When our one-year-old son Russell doesn’t want his diaper changed, or doesn’t want us to put on his clothes, or doesn’t want to get in his car seat, he can put up quite a struggle for a 20-some pounder. Gabby, our au pair, will often say in her Chinese accent, “Baby, don’t struggle,” when trying to get his diaper on or a shirt over his head. It’s so cute how she says that phrase, and when I hear her, I wonder if God ever says something like that to me.
When Russell struggles against something that is so obviously good for him, I wish I could communicate in a way he could understand. … “Baby, this seatbelt will keep you safe,” I might say, and he would smile and calmly settle back against the seat… I suppose he will learn as he grows.

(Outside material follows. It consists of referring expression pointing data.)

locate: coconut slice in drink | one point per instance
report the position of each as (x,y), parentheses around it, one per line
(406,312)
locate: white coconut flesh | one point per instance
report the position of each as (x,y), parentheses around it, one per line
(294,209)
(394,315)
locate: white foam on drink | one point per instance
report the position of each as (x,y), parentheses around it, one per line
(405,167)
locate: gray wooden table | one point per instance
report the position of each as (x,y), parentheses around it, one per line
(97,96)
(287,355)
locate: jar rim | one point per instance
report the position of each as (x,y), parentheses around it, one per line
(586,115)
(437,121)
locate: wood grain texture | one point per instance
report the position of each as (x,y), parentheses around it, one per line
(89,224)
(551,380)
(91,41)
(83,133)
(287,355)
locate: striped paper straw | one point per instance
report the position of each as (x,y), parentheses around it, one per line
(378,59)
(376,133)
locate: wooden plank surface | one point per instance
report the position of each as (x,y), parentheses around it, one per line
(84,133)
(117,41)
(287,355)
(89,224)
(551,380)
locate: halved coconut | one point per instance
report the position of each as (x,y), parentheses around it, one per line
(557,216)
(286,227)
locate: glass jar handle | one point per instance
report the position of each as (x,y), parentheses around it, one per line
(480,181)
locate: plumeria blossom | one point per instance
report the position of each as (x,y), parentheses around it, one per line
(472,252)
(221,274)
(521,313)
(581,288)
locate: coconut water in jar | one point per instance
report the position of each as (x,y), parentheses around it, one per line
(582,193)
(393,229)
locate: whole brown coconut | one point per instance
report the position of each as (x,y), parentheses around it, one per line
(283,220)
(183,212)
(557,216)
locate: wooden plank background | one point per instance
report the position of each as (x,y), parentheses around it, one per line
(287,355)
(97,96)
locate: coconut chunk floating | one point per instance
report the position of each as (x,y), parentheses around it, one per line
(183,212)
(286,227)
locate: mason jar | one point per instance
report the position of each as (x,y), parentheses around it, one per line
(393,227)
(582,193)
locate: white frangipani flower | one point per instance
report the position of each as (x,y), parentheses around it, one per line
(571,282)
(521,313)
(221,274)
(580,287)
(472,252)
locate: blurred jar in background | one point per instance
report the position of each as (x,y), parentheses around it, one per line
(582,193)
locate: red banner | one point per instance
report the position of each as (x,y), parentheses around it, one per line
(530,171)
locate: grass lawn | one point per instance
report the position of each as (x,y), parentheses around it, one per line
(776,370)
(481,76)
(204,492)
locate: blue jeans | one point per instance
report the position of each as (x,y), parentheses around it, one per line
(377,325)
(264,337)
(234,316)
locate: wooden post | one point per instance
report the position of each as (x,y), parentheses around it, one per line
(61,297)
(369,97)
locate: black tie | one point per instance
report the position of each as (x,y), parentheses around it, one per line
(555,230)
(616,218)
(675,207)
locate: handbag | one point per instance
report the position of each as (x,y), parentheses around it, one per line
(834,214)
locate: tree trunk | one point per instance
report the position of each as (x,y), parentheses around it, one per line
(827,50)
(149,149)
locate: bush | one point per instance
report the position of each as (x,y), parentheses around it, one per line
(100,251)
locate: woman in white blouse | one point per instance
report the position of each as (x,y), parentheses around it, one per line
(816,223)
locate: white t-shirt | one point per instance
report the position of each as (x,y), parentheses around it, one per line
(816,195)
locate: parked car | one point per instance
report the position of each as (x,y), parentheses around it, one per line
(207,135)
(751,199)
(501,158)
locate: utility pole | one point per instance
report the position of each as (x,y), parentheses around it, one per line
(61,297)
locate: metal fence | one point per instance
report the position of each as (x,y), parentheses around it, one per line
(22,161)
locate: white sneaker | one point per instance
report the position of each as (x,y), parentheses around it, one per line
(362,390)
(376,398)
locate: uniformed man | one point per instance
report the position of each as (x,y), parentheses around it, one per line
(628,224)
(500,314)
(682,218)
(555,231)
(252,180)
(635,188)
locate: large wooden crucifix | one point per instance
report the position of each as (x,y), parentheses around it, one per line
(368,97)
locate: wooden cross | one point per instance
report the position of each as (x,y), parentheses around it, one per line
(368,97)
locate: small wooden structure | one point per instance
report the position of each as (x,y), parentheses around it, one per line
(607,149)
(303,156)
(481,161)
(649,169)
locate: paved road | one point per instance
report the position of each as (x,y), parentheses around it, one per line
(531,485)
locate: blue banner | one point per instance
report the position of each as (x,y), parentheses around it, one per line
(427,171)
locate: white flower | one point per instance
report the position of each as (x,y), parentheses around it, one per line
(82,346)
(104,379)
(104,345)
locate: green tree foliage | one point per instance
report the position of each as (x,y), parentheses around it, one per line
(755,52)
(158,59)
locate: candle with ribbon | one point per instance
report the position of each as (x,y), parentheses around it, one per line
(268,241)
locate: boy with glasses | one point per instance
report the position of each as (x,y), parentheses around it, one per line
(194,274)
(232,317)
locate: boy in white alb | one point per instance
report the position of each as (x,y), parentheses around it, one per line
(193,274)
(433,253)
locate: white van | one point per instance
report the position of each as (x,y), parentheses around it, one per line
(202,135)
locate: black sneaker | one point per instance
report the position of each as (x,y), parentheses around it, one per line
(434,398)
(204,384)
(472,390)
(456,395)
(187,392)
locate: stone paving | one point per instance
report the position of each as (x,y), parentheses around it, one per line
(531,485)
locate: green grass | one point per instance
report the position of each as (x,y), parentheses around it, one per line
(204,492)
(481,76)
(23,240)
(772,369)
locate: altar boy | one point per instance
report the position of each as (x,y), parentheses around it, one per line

I wonder if when I struggle, God longs to communicate his heart to me in the same way I long to communicate with Russell. …“Baby,” he might say, “don’t struggle with fear because I’ve got the whole world in my hands. Baby, don’t struggle with concerns about what others might think because the only one who matters has already weighed in and is absolutely crazy about you. Baby, don’t struggle to prove yourself right or influential or put-together or justified because if I am for you, then who can be against you?”… And I would lean back against his promises and rest.
I suppose I’ll have to learn as I grow too.